Quote Originally Posted by drfedja View Post
Old slides is probably based on CPU simulation, but in realworld scenario BD marchitecture behaves very different. Maybe some of advanced features are disabled because of serious bug, and there is performance penalty. I can't wait to see BD errata list. I can't believe in that the cache architecture is simple reason for low performance because they can simulate how much performance penalty came from smaller 16K L1D, and WT based cache policy. Hit rate of 4-way 16KB is only 1 or 2 % less than 64K 2-way. 2MB L2 has also much higher hit rate than 0.5MB L2. Maybe BD is better optimized for large data work sets.
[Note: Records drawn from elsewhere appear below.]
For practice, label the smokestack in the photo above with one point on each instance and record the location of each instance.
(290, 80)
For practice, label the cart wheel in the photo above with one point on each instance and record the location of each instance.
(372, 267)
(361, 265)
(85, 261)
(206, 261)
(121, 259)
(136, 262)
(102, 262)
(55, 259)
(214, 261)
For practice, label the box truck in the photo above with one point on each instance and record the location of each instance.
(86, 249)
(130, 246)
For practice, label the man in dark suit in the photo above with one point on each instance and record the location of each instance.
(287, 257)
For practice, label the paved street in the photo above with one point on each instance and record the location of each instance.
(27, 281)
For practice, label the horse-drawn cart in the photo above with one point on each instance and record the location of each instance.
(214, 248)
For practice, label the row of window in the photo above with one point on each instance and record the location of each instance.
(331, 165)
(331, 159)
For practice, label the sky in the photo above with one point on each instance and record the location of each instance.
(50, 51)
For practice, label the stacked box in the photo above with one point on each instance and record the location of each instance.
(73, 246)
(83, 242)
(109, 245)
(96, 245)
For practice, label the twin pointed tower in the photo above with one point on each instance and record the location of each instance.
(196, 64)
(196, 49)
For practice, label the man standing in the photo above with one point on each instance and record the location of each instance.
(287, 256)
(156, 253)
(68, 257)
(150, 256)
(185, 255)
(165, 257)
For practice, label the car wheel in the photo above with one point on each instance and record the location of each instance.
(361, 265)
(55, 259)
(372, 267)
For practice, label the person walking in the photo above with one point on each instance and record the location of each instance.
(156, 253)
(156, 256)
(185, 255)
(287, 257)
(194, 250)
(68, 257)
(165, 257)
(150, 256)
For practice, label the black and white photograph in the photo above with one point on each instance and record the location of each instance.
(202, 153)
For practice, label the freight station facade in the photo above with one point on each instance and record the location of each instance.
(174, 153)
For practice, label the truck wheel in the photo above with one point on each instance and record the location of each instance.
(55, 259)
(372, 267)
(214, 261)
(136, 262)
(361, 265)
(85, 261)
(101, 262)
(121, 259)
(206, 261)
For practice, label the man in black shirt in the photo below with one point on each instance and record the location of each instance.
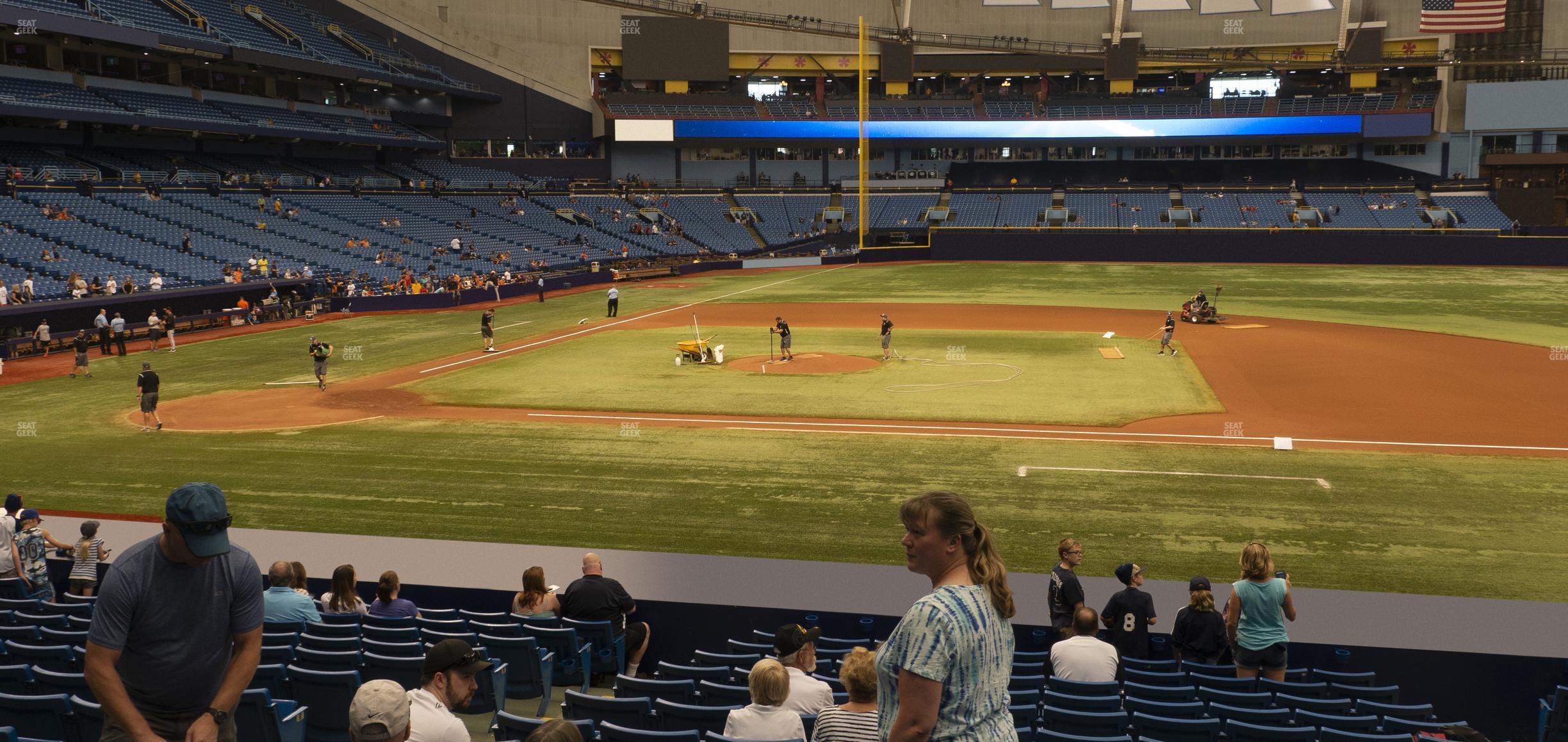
(598, 598)
(1065, 593)
(81, 345)
(781, 328)
(148, 396)
(1129, 614)
(488, 330)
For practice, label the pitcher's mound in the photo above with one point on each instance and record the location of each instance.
(806, 363)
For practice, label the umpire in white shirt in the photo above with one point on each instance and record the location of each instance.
(797, 652)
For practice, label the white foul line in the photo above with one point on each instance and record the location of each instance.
(504, 327)
(837, 427)
(1023, 471)
(629, 319)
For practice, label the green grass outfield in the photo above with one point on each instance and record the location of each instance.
(1063, 379)
(1470, 526)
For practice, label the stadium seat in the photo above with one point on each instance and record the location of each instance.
(629, 713)
(1076, 688)
(510, 727)
(666, 670)
(1161, 692)
(327, 694)
(1363, 723)
(615, 733)
(51, 683)
(683, 691)
(1415, 713)
(40, 716)
(1087, 723)
(1268, 718)
(1243, 732)
(683, 718)
(571, 658)
(719, 694)
(402, 670)
(57, 658)
(609, 655)
(1172, 709)
(90, 719)
(1081, 702)
(263, 719)
(1175, 730)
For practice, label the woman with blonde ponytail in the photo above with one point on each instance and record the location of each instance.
(944, 670)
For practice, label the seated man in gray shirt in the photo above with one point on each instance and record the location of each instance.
(177, 629)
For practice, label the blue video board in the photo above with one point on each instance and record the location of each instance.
(1122, 129)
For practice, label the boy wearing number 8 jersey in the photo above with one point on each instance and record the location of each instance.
(1129, 614)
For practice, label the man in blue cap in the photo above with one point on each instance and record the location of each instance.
(177, 628)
The slide is from December 2010. Bulldozer taped out in Q2 2010. The data is most likely NOT based on simulations but on real hardware. The clocks on the initial steppings could be low but they can extrapolate performance of higher clocked models easily. The point is that by Dec 2010,the design was well pass the finish point and they were doing the sampling to partners. The only problem they may hit by that time is low clock,low yield or leaky parts with power draw issues(or any combination of those). If anything was wrong(design bug)they would have known it and figured it in all the performance expectations and hence that scorpius slide would have it too. That is why I think there is no performance problem but something else is going on.

@ Oliverda

While the scaling is that of an 8 core chip, the single core performance is abysmal. Leaks point out to a single thread score of around 24% lower than one Thuban core at same clock. Either both fmacs are not utilized in single thread test or something else is the problem. 2x fmac should not be slower in legacy code than one Thuban core,especially since we know that fmacs are more flexible and can do any of the fp commands.